Emily Mathieu
Stat Appl Genet Mol Biol. 2016 Apr;15(2):151-71. doi: 10.1515/sagmb-2015-0074.
Among the large of number of statistical methods that have been proposed to identify gene-gene interactions in case-control genome-wide association studies (GWAS), gene-based methods have recently grown in popularity as they confer advantage in both statistical power and biological interpretation. All of the gene-based methods jointly model the distribution of single nucleotide polymorphisms (SNPs) sets prior to the statistical test, leading to a limited power to detect sums of SNP-SNP signals. In this paper, we instead propose a gene-based method that first performs SNP-SNP interaction tests before aggregating the obtained p-values into a test at the gene level. Our method called AGGrEGATOr is based on a minP procedure that tests the significance of the minimum of a set of p-values. We use simulations to assess the capacity of AGGrEGATOr to correctly control for type-I error. The benefits of our approach in terms of statistical power and robustness to SNPs set characteristics are evaluated in a wide range of disease models by comparing it to previous methods. We also apply our method to detect gene pairs associated to rheumatoid arthritis (RA) on the GSE39428 dataset. We identify 13 potential gene-gene interactions and replicate one gene pair in the Wellcome Trust Case Control Consortium dataset at the level of 5%. We further test 15 gene pairs, previously reported as being statistically associated with RA or Crohn's disease (CD) or coronary artery disease (CAD), for replication in the Wellcome Trust Case Control Consortium dataset. We show that AGGrEGATOr is the only method able to successfully replicate seven gene pairs.
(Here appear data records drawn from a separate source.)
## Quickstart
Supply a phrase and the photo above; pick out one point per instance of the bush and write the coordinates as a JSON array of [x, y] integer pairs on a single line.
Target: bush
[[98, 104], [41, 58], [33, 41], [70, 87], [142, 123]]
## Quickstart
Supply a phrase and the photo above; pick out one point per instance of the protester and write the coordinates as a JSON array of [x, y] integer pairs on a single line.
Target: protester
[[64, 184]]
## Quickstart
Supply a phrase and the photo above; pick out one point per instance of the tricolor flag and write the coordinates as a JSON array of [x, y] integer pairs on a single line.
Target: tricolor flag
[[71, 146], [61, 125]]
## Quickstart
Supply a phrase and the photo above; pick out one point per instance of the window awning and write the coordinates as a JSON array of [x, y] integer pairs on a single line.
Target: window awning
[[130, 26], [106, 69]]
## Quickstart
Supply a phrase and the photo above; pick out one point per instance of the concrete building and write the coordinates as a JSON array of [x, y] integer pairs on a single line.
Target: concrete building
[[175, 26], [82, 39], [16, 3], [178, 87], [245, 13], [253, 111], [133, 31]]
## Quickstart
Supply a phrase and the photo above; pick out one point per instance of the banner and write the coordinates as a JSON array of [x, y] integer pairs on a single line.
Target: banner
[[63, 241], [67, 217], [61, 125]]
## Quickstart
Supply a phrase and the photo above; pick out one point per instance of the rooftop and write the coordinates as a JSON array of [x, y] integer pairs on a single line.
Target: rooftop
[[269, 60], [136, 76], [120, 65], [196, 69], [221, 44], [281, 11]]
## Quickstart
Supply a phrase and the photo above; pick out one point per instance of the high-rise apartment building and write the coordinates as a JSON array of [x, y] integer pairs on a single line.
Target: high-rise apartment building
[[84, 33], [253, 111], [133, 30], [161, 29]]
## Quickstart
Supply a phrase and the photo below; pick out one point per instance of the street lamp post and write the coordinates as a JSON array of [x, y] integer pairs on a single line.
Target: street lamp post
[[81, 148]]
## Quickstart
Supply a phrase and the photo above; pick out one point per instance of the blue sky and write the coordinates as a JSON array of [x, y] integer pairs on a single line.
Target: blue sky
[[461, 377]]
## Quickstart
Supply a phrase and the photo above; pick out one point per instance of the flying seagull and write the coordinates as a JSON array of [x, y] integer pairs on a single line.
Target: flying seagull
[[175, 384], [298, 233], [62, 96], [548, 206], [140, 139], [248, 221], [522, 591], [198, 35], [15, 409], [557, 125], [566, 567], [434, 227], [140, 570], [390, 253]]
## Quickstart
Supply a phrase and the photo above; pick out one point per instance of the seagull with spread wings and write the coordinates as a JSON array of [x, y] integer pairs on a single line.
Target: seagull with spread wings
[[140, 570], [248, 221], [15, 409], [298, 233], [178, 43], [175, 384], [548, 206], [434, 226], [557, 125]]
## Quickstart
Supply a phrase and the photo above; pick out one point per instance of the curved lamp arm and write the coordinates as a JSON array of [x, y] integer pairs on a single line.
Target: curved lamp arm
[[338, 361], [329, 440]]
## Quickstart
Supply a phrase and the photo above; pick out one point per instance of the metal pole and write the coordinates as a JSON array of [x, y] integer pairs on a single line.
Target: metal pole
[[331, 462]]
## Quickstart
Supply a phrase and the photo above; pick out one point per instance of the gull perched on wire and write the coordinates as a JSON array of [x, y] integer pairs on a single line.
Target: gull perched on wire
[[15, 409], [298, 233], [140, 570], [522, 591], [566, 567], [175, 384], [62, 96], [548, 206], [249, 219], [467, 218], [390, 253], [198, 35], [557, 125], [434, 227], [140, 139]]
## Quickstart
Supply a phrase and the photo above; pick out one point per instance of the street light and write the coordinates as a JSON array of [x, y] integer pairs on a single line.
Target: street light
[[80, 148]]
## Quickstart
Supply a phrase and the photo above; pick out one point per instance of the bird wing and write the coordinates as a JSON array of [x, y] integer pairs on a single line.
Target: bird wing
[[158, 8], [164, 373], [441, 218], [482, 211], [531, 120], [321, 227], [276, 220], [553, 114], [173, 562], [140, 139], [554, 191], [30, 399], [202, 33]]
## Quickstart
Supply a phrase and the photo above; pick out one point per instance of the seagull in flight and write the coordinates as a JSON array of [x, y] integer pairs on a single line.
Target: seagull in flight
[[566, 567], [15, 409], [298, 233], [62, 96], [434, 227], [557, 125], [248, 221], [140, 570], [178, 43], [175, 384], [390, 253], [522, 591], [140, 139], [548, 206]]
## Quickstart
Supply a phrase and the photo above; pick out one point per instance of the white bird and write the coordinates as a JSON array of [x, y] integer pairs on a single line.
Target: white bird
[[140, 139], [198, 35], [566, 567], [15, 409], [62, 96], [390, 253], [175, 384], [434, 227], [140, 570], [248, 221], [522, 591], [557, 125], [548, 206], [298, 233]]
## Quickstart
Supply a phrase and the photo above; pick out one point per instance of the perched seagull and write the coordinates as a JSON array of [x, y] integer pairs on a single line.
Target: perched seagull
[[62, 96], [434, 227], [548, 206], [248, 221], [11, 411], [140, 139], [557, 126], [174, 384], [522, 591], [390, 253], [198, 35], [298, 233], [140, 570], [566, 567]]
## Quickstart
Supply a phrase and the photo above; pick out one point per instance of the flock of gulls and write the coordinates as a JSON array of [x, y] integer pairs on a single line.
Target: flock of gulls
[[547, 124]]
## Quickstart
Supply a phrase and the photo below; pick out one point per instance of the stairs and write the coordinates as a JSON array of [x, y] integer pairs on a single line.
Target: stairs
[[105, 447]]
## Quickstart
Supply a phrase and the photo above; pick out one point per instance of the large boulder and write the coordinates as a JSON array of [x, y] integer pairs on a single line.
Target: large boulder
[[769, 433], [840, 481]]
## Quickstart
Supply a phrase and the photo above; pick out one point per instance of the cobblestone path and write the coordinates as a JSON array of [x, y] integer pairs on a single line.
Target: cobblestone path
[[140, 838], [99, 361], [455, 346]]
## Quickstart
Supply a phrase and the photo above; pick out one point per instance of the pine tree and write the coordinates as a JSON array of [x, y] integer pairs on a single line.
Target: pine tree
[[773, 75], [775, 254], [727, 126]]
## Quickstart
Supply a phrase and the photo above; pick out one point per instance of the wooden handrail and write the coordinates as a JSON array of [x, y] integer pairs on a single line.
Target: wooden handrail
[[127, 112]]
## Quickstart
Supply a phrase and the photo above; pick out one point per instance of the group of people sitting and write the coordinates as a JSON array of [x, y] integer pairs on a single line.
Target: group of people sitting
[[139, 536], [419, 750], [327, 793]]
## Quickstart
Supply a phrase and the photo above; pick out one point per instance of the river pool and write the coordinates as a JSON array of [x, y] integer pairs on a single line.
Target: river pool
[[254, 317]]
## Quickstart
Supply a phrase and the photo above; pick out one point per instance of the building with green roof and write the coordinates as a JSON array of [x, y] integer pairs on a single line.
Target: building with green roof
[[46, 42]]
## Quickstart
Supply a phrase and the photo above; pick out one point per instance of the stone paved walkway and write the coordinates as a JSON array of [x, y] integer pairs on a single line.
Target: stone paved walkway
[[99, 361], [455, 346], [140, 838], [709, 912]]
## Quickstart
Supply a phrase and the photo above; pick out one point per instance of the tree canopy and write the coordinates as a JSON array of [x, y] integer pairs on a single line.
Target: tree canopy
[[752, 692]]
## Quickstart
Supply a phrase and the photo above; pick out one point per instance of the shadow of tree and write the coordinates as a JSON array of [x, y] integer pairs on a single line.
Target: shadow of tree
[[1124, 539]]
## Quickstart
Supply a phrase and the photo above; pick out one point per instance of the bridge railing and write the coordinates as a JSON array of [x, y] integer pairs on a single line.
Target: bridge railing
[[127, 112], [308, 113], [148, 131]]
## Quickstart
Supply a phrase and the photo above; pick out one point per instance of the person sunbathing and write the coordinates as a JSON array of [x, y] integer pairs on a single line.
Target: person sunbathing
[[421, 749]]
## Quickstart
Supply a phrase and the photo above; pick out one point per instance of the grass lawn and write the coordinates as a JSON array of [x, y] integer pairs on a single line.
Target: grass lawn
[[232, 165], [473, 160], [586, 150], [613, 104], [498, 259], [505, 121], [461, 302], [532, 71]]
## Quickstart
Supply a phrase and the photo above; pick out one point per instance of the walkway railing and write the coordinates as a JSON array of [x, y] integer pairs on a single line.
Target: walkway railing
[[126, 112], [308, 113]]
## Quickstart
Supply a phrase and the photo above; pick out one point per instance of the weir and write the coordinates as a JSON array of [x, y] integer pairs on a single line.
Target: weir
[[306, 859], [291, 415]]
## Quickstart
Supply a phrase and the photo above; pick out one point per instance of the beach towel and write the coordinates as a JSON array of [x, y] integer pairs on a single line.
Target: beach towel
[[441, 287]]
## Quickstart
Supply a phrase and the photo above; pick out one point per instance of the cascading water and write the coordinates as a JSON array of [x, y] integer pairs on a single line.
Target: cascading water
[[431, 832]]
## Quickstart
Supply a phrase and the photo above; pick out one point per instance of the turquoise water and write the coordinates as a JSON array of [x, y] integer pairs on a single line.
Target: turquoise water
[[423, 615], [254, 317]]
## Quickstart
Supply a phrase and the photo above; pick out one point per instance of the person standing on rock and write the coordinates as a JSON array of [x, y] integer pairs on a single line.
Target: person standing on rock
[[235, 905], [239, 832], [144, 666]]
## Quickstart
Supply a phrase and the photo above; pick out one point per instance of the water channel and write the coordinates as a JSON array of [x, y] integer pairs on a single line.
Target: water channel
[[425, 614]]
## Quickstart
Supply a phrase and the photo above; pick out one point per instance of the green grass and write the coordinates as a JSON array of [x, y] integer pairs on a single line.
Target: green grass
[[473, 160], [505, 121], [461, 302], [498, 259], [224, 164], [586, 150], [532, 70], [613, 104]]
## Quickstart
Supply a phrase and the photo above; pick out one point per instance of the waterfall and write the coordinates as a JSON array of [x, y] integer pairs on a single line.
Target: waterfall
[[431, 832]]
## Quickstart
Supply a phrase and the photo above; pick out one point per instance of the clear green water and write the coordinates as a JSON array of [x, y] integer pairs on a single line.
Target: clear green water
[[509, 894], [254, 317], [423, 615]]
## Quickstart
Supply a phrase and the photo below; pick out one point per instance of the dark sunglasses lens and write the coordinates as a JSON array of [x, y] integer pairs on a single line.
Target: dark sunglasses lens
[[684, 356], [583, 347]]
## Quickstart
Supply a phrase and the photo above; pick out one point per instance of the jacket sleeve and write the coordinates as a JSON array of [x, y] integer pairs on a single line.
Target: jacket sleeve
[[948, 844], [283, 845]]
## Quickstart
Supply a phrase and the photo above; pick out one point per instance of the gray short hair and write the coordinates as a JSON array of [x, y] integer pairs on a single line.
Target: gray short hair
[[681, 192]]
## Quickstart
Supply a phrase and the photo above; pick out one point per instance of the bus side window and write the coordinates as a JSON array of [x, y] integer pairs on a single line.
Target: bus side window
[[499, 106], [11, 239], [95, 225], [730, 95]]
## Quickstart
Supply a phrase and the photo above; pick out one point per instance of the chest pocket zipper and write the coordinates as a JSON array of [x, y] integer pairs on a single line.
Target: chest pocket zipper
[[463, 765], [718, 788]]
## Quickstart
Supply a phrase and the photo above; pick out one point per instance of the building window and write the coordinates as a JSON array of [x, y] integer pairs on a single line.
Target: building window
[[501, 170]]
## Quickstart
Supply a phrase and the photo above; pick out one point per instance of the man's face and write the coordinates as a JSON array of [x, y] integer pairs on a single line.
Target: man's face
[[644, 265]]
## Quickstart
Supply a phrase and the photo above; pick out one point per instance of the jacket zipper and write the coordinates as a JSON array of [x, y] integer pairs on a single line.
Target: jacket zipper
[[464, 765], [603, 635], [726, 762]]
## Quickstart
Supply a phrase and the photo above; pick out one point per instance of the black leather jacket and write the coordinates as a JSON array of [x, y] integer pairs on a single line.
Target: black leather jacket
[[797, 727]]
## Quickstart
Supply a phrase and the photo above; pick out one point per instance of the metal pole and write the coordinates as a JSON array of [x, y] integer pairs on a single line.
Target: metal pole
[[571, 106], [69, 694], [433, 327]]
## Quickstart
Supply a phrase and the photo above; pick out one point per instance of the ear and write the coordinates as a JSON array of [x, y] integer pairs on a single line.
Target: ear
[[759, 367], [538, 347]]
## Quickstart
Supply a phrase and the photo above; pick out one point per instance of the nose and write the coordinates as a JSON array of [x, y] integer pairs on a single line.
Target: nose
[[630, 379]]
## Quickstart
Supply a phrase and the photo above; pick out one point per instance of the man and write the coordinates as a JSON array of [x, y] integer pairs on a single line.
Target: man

在众多为在病例对照全基因组关联研究(GWAS)中识别基因-基因相互作用而提出的统计方法中,基于基因的方法近来越来越受欢迎,因为它们在统计功效和生物学解释方面都具有优势。所有基于基因的方法在统计检验之前都会对单核苷酸多态性(SNP)集的分布进行联合建模,这导致检测SNP-SNP信号总和的能力有限。在本文中,我们提出了一种基于基因的方法,该方法首先进行SNP-SNP相互作用检验,然后将获得的p值汇总为基因水平的检验。我们的方法称为AGGrEGATOr,它基于一种minP程序,该程序用于检验一组p值中的最小值的显著性。我们使用模拟来评估AGGrEGATOr正确控制I型错误的能力。通过将我们的方法与以前的方法进行比较,在广泛的疾病模型中评估了我们的方法在统计功效和对SNP集特征的稳健性方面的优势。我们还将我们的方法应用于在GSE39428数据集上检测与类风湿性关节炎(RA)相关的基因对。我们识别出13个潜在的基因-基因相互作用,并在威康信托病例对照协会数据集以5%的水平重复了一对基因。我们进一步在威康信托病例对照协会数据集上测试了先前报道与RA或克罗恩病(CD)或冠状动脉疾病(CAD)有统计学关联的15对基因,以进行重复验证。我们表明AGGrEGATOr是唯一能够成功重复验证7对基因的方法。